There’s not many that would disagree with that - but just because that appears to be true, doesn’t mean we should just chalk fu.ck on it and leave if it means we will actually suffer because of it. There’s plenty of folk died due to their principles or pride. We’d be leaving just because we can. Nose and face situation. My opinion is that the eu is hugely flawed but that we are much better in it where the beast can in part be controlled, than out of it but subject to its regulations. I’d have stayed anyway - I’ve been clear on that - but in the current circumstances I don’t see a viable option to walk away at all.
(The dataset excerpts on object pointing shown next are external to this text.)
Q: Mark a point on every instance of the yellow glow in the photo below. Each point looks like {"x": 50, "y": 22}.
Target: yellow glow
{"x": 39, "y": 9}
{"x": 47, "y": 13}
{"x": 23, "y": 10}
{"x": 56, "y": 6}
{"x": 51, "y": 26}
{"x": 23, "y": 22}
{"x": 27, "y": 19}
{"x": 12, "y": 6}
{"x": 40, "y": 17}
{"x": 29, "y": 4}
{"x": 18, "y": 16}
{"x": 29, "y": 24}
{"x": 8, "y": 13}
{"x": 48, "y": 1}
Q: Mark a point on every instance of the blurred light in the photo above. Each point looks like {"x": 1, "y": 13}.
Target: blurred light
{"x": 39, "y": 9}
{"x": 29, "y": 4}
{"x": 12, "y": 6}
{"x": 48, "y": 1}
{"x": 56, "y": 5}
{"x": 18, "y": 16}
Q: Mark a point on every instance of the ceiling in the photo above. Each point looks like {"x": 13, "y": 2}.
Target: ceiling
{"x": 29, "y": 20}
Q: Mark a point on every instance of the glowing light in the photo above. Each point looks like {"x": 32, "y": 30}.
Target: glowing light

The problem though is where we are now. The referendum was close and different people voted leave for different reasons (same goes for remain - personally I voted remain because my view was the advantages of the EU outweighed the disadvantages - you are the other way round and thats fine. Unfortunately instead of perusing a pragmatic withdrawal - maybe done in stages and using the EFTA route the process has been hijacked by leave politicians who frankly weren't up to the job and aided by a prime minister who believes Brexit is the wrong choice but persued it in the interests of the Tory party (and possibly a genuine respect for the vote though I am less convinced about that). The internal divisions in the Tory party with in particular the ERG persuing an extreme Brexit far beyond any suggested in the referendum campaign have got us to where we are now. I haven't read the withdrawal agreement and am unlikely to ever read more than select snippets but can someone from leave explain why its so bad from their viewpoint and what realistically could be better? Given our red lines of ending the freedom for UK citizens to live and work in the rest of Europe and the setting up of an independent committee rather than the ECJ to have juristiction going forwards are met, and probably the best fudge we can hope for on Northern Ireland if we are set on leaving the customs union What precisely is wrong from a leave point of view with the exit agreement Bear in mind this is a temporary agreement to give us time to negotiate a new deal with Europe ( almost certainly on inferior terms to now ) and attempt to get better deals with 3rd countries than we have already via the EU ( unlikely to happen ) what is wrong with it that can realistically be changed. The Nuclear option of leaving with no deal generates far more short term problems that even Rees Mogg mentioned would take 50 years to recover from so to me that is a stupid route - unless you are in the small minority poised to make money from the carnage. By the way can someone explain to me why leaving the customs union is a good thing because I just dont see it
Except for the Czech Republic and Slovakia (peacefully), and the former Yugoslavia (not so peacefully). All of whom have separated from a union of countries within recent memory (and are now within the EU) There are also plenty of experts in negotiating trade deals, and every other aspect of modern integrated international business and life. Unfortunately, as we finding out these are all on the EU side as we outsourced competency for this over the last 40 years. Even many of the UK-born experts in the field are working for the EU.